Retroperitoneal fibrosis (RPF) was first clearly described by the French urologist, Albarran, at the beginning of the 20th century.
Benign causes
- Idiopathic RPF comprises two thirds of benign cases. A fibrous plaque extends laterally and downwards from the renal arteries encasing the aorta, inferior vena cava, and ureters, but rarely extends into the pelvis. The central portion of the plaque consists of woody scar tissue, while the growing margins have the histological appearance of chronic inflammation. It may be associated with mediastinal, mesenteric, or bile-duct fibrosis.
- Drugs including methysergide, betablockers, haloperidol, amphetamines, and LSD.
- Chronic urinary infections including TB and syphilis.
- Inflammatory conditions such as Crohn's disease or sarcoidosis.
- Abdominal aortic aneurysm (AAA), intra-arterial stents, and angioplasty may induce idiopathic fibrosis due to peri-aortitis, haemorrhage, or an immune response to insoluble lipoprotein.

Malignant causes
- Lymphoma is the most common cause; also sarcoma.
- Metastatic or locally infiltratative carcinoma of the breast, stomach, pancreas, colon, bladder, prostate and carcinoid tumours.
- Radiotherapy may cause RPF, although rare today with precise field localization.
- Chemotherapy, especially following treatment of metastatic testicular tumours, may leave fibrous masses encasing the ureters. These may or may not contain residual tumour.

Presentation
- Idiopathic RPF classically occurs in the 5th or 6th decade of life.
- Men are affected twice as commonly as women.
- In the early stage, symptoms are relatively non-specific, including loss of appetite and weight, low-grade fever, sweating, and malaise. Lower limb swelling may develop. Dull, non-colicky abdominal or back pain is described in up to 90% of patients.
- Later, the major complication of the disease develops: bilateral ureteric obstruction causing anuria and renal failure.
- Examination may reveal hypertension in up to 60% of patients and an underlying cause such as an AAA.

Investigations
- Inflammatory serum markers are elevated in idiopathic RPF (60 - 90% elevated ESR).
- Pyuria or bacteriuria are common.
- Ultrasound will demonstrate uni- or bilateral hydronephrosis.

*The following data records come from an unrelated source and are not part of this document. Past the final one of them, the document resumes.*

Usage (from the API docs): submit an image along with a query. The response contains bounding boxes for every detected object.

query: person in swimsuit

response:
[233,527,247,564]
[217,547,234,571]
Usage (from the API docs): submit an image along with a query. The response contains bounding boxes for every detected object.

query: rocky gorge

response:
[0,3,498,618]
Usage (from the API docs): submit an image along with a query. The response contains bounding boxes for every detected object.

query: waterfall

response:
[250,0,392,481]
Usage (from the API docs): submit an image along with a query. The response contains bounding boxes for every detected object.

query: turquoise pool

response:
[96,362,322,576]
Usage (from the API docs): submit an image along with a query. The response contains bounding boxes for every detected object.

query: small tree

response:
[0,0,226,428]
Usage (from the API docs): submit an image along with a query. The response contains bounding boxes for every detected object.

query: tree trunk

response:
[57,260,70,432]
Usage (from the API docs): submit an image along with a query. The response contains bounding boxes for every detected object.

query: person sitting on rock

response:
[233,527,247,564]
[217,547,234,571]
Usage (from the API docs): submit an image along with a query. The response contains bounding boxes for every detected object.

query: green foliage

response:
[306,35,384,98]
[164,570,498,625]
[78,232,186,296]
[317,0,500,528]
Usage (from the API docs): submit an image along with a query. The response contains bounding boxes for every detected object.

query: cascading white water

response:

- CT, IVU, or ureterography reveal tapering medial displacement of the ureters with proximal dilatation and will exclude calculus disease. Up to one third of patients will have a non-functioning kidney at the time of presentation due to longstanding obstruction.

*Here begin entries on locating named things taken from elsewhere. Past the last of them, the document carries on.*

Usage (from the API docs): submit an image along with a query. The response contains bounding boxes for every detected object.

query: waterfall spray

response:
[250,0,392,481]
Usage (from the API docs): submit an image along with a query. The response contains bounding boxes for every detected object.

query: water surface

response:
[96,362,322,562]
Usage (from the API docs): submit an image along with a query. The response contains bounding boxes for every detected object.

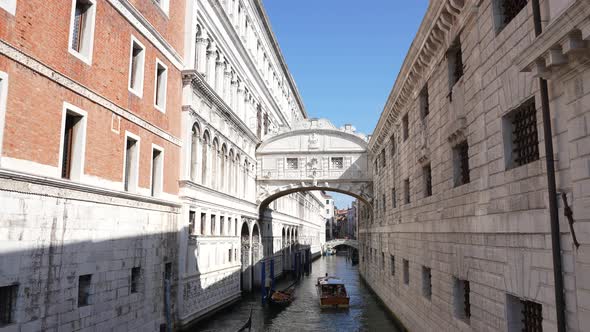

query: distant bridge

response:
[324,239,359,250]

- CT-guided fine needle or laparoscopic biopsy of the mass may confirm the presence of malignant disease, but a negative result does not exclude malignancy.

Management
- Emergency management of a patient presenting with established renal failure requires relief of the obstruction by percutaneous nephrostomy or ureteric stenting.
- Replacement of fluid and electrolyte losses following relief of bilateral ureteric obstruction is vital due to the frequent post-obstructive diuresis.

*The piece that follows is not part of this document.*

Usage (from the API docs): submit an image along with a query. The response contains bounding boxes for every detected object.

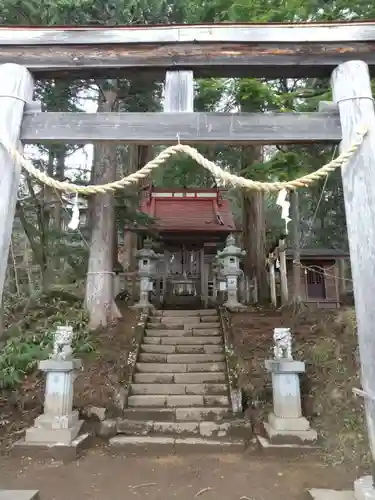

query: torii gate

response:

- Assess with daily weighing and measurement of blood pressure lying and standing.
- Steroids may decrease the oedema often associated with RPF and in this way help reduce the obstruction. If used, they are usually discontinued when inflammatory markers return to normal. The anti-oestrogen tamoxifen and cyclophosphamide have been used successfully in some patients.
- Surgical ureterolysis with omental wrap is often necessary to free and insulate the ureters from the encasing fibrous tissue.
- Biopsies are taken to exclude malignancy.
- Monitor for recurrent disease with serum creatinine and ultrasound 3 - 6 monthly for 5 years.